興味をひかれた図書、Webサイト、展覧会などを紹介。

京都レポート(4):拾遺編~拓本、古裂、祇園祭の懸装品

2006-07-07 23:56:11 | 行ったもの(美術館・見仏)
○大谷大学博物館 夏季企画展『仏教の歴史とアジアの文化V-石窟の仏』 

http://www.otani.ac.jp/kyo_kikan/museum/

 インドのアジャンタ石窟、中国の敦煌・雲岡・龍門・天龍山石窟の仏教美術を紹介するもの。多くは拓本だが、敦煌の莫高窟から出土した『護諸童子女神像(護符)』の模写本は、獣や鳥の頭で大きな乳房を持つ異形の女神を描いたもので、漢字の隣に、ぐちゃぐちゃした和田(ホータン)文字が書かれていた。参考として、これらの拓本や模写が大谷大学に入った当時の「大谷大学新聞」(大正13年、昭和3年)が広げてあるのも興味深いと思った。

○細見美術館 特別展『藤井永観文庫の優品-生涯を古美術蒐集に捧げた精華-』展

http://www.emuseum.or.jp/

 藤井孝昭氏(1913-1983)は、立命館大学文学部出身。高校教師のかたわら、美術に親しみ、美術工芸品の蒐集につとめた。コレクションはおよそ420点、古筆・絵画・歴史資料・染織などの分野にわたり、重要文化財5点、重要美術品2点を含む。

 気に入ったのは、まず、上柿芳龍(うえがきほうりゅう)の『羽根つき図』。羽子板を握り、力いっぱい反り返った遊女の姿態が斬新である。『石曳図』も珍しい。

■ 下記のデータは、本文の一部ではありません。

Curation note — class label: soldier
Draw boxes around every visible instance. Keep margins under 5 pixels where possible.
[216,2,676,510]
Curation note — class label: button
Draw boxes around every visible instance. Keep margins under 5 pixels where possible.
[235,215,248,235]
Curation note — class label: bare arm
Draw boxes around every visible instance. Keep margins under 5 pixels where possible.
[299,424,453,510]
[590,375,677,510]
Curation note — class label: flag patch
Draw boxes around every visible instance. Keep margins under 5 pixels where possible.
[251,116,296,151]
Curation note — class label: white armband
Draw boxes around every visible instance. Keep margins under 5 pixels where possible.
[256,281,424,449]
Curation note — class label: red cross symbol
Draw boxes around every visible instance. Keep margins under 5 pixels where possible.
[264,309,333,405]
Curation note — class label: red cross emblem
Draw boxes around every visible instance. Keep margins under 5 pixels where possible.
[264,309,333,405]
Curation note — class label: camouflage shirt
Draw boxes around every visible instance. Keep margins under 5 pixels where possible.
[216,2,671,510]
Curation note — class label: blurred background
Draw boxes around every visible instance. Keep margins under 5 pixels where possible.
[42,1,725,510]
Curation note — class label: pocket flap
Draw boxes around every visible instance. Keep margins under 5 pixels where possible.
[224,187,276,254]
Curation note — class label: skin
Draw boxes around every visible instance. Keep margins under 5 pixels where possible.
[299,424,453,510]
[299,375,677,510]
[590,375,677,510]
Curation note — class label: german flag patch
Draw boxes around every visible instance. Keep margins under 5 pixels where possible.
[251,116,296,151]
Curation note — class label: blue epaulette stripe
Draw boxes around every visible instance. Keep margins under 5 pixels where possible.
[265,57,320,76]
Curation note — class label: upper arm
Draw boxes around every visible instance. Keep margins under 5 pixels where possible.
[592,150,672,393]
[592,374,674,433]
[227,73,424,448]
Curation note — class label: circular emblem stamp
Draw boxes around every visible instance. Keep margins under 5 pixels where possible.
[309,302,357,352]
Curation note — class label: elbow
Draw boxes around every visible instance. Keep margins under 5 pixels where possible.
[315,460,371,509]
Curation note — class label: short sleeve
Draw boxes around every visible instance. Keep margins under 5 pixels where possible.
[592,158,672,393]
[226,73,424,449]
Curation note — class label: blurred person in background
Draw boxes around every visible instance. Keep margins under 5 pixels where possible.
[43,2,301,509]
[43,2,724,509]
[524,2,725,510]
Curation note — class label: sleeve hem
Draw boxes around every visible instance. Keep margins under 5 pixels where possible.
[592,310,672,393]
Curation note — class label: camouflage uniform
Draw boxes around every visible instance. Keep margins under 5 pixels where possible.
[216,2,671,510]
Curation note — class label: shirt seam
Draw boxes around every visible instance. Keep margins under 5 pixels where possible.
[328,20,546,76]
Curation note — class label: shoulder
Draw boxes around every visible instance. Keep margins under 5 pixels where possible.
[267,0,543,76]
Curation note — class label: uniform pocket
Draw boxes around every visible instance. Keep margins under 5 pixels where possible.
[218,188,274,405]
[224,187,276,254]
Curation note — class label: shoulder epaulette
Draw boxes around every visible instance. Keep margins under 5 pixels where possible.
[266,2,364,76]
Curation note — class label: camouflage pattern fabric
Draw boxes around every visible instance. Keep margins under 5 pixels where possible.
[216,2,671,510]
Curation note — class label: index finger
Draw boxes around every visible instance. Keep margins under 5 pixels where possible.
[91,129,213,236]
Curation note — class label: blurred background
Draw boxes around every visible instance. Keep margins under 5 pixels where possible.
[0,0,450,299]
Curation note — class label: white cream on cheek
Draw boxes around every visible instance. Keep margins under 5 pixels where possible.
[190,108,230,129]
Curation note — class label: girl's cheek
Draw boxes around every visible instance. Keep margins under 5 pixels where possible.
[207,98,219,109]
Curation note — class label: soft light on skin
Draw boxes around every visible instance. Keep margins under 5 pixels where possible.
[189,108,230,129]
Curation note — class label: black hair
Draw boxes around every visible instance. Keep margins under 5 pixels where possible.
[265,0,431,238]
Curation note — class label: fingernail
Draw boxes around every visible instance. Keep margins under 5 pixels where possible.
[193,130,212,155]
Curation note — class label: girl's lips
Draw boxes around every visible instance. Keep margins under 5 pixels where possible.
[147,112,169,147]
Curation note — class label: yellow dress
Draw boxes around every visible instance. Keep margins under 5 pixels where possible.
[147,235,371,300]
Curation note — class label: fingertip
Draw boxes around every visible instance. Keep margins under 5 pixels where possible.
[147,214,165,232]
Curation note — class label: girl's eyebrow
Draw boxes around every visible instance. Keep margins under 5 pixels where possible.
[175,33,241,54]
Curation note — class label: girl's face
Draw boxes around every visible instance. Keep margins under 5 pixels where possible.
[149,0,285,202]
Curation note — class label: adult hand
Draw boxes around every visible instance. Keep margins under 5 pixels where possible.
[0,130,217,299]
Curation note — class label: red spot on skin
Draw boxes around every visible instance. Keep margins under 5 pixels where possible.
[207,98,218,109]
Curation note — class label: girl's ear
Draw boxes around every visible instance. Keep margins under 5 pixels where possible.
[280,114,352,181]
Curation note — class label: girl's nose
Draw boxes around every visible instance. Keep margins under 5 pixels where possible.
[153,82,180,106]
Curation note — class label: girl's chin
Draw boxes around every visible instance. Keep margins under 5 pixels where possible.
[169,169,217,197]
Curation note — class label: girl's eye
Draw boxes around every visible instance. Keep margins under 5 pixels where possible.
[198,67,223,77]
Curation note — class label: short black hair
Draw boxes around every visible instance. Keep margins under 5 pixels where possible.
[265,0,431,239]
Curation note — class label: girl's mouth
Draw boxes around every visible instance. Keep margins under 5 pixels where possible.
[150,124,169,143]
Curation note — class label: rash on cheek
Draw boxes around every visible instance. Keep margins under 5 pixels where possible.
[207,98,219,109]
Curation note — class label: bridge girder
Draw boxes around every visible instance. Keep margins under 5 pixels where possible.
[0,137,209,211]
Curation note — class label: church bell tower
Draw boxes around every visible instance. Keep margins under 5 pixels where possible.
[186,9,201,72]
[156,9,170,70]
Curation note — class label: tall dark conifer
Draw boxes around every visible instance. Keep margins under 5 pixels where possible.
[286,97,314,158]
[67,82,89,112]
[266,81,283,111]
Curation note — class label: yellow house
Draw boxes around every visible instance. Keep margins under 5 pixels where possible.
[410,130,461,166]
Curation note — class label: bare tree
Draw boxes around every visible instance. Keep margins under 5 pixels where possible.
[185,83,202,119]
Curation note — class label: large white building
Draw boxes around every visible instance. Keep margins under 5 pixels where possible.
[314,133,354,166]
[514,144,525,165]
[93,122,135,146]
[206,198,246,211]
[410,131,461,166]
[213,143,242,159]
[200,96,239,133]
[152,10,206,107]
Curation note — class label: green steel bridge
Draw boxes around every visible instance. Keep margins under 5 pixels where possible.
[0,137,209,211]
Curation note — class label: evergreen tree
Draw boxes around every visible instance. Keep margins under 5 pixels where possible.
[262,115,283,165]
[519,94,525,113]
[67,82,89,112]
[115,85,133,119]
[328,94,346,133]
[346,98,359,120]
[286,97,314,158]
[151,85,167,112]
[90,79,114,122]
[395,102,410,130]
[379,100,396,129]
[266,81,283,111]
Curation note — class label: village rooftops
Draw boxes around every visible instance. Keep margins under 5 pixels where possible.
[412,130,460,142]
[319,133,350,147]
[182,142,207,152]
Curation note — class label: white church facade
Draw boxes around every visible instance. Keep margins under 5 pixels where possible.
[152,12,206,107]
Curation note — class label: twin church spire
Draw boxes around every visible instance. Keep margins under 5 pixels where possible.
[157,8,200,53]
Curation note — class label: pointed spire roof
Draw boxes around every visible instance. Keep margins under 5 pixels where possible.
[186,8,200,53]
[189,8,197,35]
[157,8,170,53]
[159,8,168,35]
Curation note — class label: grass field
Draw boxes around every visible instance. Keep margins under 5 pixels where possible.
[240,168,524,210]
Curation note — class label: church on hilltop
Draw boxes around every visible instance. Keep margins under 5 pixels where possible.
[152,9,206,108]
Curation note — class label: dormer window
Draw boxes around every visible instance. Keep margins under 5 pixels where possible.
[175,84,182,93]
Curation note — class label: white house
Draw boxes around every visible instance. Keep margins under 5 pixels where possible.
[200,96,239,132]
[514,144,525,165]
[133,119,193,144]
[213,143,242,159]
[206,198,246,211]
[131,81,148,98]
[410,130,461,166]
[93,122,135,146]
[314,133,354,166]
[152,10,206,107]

同氏は「染織」に興味があったらしく、書画の表具に古裂を用いたり、古裂そのものを表具して、鑑賞の対象としているのも面白く眺めた。

○京都文化博物館 『祇園祭懸装品展-風流の美』

http://www.bunpaku.or.jp/

 京都文化博物館のある三条通かいわいには久しぶりに行った。古い町並みを生かした再開発が進み、若者向けのショッピングモールもできて、いつの間にか、オシャレなスポットになっていた。京都文化博物館の別館、日本銀行京都支店の建物(辰野金吾とその弟子・長野宇平治の設計)を見学し、本館に移動する。

 祇園祭には、7、8年前に1度だけ来たことがある。とにかくすごいお祭りで、興奮して、全ての山鉾を見てまわった。そのときはよく分からなかったが、いま、あらためて、いくつかの懸装品を見てみると、浄妙山の胴懸が長谷川等伯の『柳橋図』をもとにしているとか、黒主山の前懸は、町内に保存されていた中国官服の図柄をもとにしている、という説明に、いちいちうなずけるものがある。そのほか、インド更紗あり、トルキスタンの絨毯あり、ギリシャ神話のモチーフあり、どことなく朝鮮ふうの虎図あり。とにかく謎が深くて、面白いと思う。